During our stay, we headed over to Iowa to see my youngest sister and her family. Her only child is about fifteen months old. Pamela longed to engage with him but did not know exactly how. While I was holding him, she came up to us and put out her arm, expecting him to play tickle games with her. I tried guiding her to tickle him, but she didn't quite grasp what she needed to do. I guided her to a seat to let her hold him. She gave him a hug and kissed the top of his head.
As I watched Pamela and the tot, a wonderful thought hit me. Our Charlotte Mason study group is planning to have an enrichment day once a week this year. One of the mothers in our group is due any day now. I am seriously considering skipping the science lesson to hang out in the nursery and show Pamela how to interact with babies. Pamela could mature in her ability to connect to babies and the wee one matures.

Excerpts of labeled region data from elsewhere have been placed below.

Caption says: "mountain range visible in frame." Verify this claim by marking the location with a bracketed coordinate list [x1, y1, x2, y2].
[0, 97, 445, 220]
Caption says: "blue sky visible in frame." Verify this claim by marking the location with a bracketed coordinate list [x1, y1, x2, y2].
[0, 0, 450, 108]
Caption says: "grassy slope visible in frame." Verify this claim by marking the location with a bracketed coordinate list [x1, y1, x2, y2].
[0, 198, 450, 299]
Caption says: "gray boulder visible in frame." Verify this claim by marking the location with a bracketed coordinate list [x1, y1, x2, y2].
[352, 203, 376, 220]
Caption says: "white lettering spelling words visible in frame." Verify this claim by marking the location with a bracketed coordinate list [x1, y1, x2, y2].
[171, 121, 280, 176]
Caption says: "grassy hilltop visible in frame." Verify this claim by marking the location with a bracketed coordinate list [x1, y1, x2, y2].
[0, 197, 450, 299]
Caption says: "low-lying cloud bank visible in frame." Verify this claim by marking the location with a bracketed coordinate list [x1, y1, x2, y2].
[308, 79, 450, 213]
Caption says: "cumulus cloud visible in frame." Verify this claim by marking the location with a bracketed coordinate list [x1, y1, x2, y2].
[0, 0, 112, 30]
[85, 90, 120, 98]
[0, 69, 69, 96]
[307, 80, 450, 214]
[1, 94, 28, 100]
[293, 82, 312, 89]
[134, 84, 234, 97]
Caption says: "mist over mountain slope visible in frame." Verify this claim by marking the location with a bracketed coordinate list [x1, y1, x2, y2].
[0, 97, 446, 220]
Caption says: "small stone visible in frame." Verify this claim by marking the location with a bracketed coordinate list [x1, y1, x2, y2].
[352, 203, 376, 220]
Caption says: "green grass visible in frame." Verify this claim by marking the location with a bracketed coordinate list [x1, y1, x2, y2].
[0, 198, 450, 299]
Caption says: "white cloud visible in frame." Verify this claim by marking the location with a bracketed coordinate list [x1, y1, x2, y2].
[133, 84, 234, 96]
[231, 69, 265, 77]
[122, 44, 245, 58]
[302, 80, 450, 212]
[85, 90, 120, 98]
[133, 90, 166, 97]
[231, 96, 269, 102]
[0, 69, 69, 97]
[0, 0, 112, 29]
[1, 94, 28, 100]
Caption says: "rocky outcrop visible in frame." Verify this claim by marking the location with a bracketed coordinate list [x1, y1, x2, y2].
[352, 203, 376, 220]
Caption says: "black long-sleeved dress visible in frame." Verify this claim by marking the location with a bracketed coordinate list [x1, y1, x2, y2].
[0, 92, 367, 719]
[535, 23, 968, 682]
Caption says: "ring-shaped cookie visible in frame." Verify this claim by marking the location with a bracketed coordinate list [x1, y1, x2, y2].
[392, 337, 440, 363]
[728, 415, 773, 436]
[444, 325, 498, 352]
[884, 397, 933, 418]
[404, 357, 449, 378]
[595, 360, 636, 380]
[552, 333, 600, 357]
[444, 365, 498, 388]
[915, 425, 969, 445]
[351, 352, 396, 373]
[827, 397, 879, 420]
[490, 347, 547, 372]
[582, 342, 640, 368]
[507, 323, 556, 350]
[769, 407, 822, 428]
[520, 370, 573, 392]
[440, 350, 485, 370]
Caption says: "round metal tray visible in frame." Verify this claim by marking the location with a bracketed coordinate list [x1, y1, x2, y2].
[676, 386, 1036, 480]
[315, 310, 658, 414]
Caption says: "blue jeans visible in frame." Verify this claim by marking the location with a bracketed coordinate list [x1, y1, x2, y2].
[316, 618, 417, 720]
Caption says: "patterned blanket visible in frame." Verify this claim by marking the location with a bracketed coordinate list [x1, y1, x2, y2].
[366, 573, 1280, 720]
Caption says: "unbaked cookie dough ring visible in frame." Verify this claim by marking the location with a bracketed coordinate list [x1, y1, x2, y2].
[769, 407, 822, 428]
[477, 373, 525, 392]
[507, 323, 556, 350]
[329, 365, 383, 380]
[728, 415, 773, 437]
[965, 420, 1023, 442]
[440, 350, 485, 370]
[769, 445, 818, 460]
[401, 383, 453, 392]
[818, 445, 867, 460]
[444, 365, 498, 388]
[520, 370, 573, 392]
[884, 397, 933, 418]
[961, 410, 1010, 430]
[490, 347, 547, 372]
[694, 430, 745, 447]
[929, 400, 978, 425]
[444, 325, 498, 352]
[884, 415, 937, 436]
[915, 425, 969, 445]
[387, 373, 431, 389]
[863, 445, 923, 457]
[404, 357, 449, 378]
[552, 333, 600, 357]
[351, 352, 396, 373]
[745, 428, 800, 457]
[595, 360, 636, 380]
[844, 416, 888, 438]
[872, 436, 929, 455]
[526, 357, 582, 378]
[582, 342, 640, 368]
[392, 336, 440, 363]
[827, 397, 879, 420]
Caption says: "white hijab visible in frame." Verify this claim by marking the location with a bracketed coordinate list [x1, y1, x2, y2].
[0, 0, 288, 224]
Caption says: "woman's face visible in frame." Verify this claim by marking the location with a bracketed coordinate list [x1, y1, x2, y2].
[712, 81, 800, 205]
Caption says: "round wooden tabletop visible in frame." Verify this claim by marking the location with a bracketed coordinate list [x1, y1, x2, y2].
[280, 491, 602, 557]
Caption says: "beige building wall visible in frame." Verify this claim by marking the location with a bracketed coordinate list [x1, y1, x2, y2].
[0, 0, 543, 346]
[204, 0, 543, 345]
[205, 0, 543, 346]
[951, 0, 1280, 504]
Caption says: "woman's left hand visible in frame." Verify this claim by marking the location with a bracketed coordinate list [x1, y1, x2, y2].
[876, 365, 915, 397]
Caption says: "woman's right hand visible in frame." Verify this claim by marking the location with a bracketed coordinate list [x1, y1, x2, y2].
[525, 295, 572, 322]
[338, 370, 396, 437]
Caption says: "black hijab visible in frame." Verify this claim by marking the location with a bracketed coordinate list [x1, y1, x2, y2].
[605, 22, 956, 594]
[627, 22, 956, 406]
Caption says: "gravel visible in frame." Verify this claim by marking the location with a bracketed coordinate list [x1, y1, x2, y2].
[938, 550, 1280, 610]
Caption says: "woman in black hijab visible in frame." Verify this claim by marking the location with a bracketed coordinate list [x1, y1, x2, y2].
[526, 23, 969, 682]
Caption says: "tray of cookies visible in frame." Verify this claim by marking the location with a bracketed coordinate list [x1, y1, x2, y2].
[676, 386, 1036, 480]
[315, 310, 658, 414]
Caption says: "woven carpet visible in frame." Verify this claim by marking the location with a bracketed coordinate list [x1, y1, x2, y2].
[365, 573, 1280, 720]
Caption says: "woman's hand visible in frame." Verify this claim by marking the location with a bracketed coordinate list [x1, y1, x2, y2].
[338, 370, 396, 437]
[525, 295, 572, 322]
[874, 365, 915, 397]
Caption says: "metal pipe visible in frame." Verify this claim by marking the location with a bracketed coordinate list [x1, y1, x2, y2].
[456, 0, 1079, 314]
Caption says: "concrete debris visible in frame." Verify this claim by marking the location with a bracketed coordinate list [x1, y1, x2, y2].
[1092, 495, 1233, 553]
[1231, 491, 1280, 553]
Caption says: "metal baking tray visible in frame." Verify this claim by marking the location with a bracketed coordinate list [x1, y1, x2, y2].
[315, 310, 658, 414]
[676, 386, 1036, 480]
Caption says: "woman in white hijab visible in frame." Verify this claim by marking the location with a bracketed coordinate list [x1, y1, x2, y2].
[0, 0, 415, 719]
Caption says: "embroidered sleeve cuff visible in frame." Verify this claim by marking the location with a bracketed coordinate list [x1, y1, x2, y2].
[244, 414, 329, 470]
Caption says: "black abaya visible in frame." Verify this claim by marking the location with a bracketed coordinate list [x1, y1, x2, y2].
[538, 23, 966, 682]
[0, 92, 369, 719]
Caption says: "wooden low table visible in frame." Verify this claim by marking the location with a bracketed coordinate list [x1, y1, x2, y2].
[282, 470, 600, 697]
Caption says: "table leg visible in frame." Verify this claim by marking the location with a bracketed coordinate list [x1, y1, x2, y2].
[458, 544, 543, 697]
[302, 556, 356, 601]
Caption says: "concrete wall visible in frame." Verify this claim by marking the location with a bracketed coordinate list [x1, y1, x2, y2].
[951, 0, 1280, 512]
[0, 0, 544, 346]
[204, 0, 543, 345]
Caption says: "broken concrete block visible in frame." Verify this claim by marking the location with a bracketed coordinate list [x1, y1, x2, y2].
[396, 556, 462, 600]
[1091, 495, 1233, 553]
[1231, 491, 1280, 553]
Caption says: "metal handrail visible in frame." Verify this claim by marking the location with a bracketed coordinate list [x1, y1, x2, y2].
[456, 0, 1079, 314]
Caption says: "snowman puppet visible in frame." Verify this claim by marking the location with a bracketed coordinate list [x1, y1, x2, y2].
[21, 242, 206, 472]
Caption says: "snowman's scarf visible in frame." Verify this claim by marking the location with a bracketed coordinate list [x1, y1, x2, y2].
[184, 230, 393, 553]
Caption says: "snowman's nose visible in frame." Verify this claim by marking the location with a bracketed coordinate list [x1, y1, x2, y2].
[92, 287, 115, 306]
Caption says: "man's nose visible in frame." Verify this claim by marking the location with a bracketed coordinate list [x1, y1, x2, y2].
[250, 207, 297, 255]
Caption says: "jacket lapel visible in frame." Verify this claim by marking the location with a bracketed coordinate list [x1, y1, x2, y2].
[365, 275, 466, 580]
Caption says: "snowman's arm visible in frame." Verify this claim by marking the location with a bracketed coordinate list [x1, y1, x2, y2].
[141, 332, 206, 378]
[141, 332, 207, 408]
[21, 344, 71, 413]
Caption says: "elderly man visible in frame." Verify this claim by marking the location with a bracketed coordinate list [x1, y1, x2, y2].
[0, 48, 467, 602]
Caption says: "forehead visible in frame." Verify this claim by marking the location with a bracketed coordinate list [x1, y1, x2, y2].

On the way back from Iowa, we stopped in a town of population 422. My parents, who are camping not far from where my sister lives, saw a segment about the man behind the mural on Independence Day. The reporter at the Des Moines Register quoted my mother, "We saw it on the 'Today' show and just had to come." The story is about a man named Todd Spaur, who flipped his car and landed in some underbrush where he lay for sixteen hours, unable to move or call for help. Doctors predicted he would never walk, but, after a extended recovery, he can get around with his cane. The people of Bussey helped raise his children and supported his family. Between the pain and difficulty walking, he is not well off financially, so he took some art classes with funding from the town and painted their portraits in the mural as a thank you. Todd even enlisted the help of local children for the final touch-ups. This human interest story reminds me of the importance of relationships in the lives of differently abled people. Bussey, IA showcases what makes our country great!
Pamela loves music. On the road, she brightened when she connected the lyrics of "Mockingbird" by James Taylor and Carly Simon to the folk song we learned awhile back. She's also fallen in love with the "Symphony Hall" channel on Sirius (a relief from listening to videos she has recorded on her iPod which are accessible to the car audio system thanks to bluetooth). The other day, we heard some unfamiliar music after I started the car. Then, it shifted to speaking parts. We looked at each other as if to say, "That's odd." So, I changed the display from navigation to the music band we saw the title A Midsummer's Night Dream by Mendelssohn. A huge smile of recognition hit her face because (a) she adores Shakespeare and (b) she enjoys Puck's adventures in Kipling's Puck of Pook's Hill. Yesterday, after a couple of bars of music, Pamela turned to me and said, "Bach!" Since I knew it was one of her favorites I asked, "Do you know which one?" She flashed a smile and said, "Brandenburg!"
Driving through Missouri, Pamela knowingly made a play on words and called the state "Misery." we stopped for breakfast in a fascinating town called Bolivar. The city was named for Simon Bolivar, the hero who led South American countries in their quest for independence. The first thing that caught our attention was the YMCA's aquatic center which brought Prince Albert's Crystal Palace to mind—we read about it in Tappan's In the Days of Queen Victoria this year. Pamela looked at me and said, "Is it future?" While I was dwelling on the past, she was focusing in the other direction of time.
After we ordered breakfast, I saw more evidence of Pamela's progress. Because of the extensive reading aloud we do together (half and half), her articulation has improved greatly. Since the restaurant wasn't too busy, I let her go back to ask the fast-food employee for forgotten items. Pamela managed to get her fork, mayonnaise, and mustard without any help from me.